***
Мелькор не гневается. Ему горько: двое сделали то, что не смогли целые армии, и как жаль, что они не на его стороне. На исходе третьего дня его слуги возвращают Саурона в Ангбанд. Мелькор смотрит на него не дольше минуты и отворачивается: болезненный изгиб шеи, как у мёртвой птицы, запекшаяся кровь разъедает камень, наполовину прикрытые глаза белого цвета — отвратительно. Безжизненно запрокинутая голова и потрескавшиеся бледные губы врезались ему в память. Саурона относят в глубь Ангбанда, ближе к огню и дальше от света солнца и звёзд. Мелькор в первый и последний раз думает, что сейчас какой-нибудь целитель пригодился бы.***
На следующий день Саурон приходит в себя. Тёплая тьма окутывает его, как любимого ребёнка, рана на шее кое-как затянулась, боль свернулась внутри нее спящим волком. Он лежит долго, очень долго, вслушиваясь в ток крови по венам и тишину вокруг, и кажется, что это никогда ему не надоест, эта тонкая грань между тревожным сном и болезненным бодрствованием. Как если бы это было всей целью в жизни: наблюдать перед глазами осязаемую тьму или призрачные недосны-образы. Он мог бы бредить, но, кажется, чертов пес повредил ему связки. Тяжелые шаги хозяина нарушают тишину и болезненно отзываются где-то за сердцем. Что сделает хозяин и как силен будет его гнев?
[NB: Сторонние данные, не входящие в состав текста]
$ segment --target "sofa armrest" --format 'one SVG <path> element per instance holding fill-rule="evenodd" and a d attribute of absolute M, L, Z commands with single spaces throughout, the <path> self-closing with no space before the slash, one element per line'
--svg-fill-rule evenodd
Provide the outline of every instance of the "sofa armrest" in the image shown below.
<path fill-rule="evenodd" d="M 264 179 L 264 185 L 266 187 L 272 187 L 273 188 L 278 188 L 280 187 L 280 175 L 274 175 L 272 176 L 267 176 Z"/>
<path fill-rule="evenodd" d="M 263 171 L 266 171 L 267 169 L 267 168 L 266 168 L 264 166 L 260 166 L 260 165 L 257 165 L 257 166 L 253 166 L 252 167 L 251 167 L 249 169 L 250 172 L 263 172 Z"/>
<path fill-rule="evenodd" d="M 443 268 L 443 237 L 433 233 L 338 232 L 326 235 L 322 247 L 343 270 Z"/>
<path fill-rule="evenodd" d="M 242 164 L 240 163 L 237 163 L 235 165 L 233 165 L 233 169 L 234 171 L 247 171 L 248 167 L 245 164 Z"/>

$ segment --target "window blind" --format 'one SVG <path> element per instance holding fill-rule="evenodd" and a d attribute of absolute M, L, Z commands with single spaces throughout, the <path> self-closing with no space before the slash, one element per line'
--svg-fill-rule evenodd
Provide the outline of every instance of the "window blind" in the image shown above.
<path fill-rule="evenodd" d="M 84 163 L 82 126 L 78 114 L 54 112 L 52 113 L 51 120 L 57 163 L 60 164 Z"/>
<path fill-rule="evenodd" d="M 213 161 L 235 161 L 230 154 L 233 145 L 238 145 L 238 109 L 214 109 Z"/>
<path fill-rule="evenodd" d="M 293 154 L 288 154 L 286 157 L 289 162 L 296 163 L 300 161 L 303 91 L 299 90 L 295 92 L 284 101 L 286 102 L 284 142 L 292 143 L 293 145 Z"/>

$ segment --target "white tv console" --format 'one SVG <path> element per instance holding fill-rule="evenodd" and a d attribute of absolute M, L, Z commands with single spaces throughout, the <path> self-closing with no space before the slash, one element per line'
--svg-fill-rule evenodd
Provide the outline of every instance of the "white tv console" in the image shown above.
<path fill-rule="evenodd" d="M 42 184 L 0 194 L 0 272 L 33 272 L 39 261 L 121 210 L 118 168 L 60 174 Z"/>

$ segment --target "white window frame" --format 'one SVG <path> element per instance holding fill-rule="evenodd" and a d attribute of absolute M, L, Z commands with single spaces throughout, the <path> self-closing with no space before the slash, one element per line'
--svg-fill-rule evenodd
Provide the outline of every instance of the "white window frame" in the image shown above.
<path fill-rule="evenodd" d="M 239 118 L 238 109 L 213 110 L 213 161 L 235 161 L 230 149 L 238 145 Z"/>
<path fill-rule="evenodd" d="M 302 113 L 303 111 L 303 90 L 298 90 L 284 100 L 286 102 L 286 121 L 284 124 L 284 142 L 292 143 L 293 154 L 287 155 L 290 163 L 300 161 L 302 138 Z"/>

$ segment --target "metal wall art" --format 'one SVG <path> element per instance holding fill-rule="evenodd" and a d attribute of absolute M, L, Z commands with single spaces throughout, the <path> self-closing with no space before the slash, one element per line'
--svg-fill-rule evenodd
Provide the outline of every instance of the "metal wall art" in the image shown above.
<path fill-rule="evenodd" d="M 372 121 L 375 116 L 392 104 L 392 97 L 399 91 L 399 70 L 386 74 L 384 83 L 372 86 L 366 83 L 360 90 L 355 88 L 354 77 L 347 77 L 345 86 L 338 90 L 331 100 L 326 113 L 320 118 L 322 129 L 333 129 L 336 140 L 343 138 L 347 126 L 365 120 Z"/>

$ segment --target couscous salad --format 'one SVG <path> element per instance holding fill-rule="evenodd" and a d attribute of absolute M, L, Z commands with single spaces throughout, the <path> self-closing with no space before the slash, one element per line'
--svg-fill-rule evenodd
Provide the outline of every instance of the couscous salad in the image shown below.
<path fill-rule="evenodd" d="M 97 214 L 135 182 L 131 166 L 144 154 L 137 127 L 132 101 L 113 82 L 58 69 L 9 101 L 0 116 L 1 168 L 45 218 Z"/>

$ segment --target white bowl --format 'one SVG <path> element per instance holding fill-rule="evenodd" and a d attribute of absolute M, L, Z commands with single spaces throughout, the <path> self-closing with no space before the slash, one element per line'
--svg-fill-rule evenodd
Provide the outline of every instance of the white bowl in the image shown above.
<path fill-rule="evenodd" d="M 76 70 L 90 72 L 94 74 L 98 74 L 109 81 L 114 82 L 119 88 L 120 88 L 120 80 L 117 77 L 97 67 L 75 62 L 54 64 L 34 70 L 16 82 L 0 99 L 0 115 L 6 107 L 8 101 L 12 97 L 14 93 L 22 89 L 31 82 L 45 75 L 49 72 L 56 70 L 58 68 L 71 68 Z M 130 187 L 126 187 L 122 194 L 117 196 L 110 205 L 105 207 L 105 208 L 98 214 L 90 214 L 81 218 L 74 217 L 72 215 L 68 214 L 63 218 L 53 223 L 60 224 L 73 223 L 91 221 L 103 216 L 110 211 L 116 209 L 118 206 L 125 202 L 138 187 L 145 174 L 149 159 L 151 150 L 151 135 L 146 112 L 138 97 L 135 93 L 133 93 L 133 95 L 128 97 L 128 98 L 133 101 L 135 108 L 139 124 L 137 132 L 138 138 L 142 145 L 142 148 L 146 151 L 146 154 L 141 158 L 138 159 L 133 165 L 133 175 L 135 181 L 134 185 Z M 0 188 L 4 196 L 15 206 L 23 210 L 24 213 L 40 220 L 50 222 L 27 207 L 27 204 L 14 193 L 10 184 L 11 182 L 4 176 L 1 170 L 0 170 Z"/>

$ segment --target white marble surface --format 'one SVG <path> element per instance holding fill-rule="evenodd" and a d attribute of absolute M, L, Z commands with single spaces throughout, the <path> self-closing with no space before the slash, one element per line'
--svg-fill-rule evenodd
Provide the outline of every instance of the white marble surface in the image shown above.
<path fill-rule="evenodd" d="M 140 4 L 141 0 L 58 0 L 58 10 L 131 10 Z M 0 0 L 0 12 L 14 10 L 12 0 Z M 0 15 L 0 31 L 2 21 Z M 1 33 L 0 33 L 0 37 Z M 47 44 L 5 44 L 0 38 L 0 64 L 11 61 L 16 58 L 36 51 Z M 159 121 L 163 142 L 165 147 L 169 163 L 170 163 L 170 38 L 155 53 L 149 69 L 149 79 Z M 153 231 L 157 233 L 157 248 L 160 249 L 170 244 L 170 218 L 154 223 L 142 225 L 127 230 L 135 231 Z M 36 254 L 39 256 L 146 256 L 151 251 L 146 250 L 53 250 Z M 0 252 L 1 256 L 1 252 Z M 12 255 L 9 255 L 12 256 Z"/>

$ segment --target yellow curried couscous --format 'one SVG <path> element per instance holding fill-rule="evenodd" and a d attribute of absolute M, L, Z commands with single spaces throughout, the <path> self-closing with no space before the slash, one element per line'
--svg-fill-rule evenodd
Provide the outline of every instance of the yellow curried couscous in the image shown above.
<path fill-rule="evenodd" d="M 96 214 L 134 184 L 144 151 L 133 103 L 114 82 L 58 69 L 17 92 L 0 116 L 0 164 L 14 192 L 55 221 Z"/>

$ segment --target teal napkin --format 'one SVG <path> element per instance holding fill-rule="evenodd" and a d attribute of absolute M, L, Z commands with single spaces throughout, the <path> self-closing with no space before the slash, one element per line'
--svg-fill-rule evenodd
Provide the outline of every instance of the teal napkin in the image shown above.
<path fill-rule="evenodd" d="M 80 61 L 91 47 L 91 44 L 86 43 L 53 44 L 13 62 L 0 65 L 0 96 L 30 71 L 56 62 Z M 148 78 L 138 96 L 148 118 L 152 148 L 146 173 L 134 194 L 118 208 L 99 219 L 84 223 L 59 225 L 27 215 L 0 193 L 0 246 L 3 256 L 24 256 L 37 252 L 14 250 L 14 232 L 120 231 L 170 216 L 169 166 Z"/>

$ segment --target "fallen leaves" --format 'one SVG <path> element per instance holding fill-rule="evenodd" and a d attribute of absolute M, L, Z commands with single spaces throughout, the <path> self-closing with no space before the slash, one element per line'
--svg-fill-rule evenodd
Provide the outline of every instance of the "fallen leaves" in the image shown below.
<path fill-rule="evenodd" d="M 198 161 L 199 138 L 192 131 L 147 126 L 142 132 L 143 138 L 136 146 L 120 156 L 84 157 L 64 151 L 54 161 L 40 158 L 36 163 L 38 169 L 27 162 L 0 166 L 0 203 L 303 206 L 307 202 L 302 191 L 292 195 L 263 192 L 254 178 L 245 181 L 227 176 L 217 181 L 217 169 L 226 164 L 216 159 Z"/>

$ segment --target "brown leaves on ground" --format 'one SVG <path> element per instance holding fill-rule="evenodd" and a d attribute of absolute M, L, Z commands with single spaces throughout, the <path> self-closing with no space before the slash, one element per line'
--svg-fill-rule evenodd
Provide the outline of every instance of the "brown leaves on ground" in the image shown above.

Ведь если его принесли сюда, значит, преданный Гортхаур еще зачем-то нужен. Но это вовсе не значит, что он избежит наказания: хозяин суров, и это правильно. Мелькор останавливается напротив, его холодный взгляд не выражает никаких эмоций, как если бы на раненого Гортхаура смотрело Довременное Ничего. Мелькор смотрит на тёмное золото волос, на заострившиеся черты лица, на полуприкрытые в лихорадке тусклые янтарные глаза, и думает, что эльфийская принцесса все же была не так хороша, как казалось вначале: слишком сладка и нежна была ее красота, слишком светла для него. Саурон хочет что-то сказать в своё оправдание, чтобы прояснить намерения хозяина, чтобы оттянуть его гнев, чтобы как-то нарушить зловещую тишину, но выходит лишь свистящий выдох, да рвётся что-то в изуродованном горле, льется черной кровью изо рта. Мелькор произносит одно-единственное, почти забытое всеми слово: — Майрон. Первое, изначальное его имя. Восхитительный. И в этом имени — все. Прощение и привязанность, невысказанная жалость и опасливая забота, недостойная, несвойственная Черному Вале. Узкая ладонь с массивными кольцами на пальцах в огромной чёрной руке в металлической перчатке — на пару минут. И сухие обветренные губы на бледных с алыми пятнами губах — на мгновение, не больше. Мелькор вслушивается в слабое, спокойное дыхание, и оно кажется красивее любой музыки. Майрон закрывает глаза, и его боль уходит.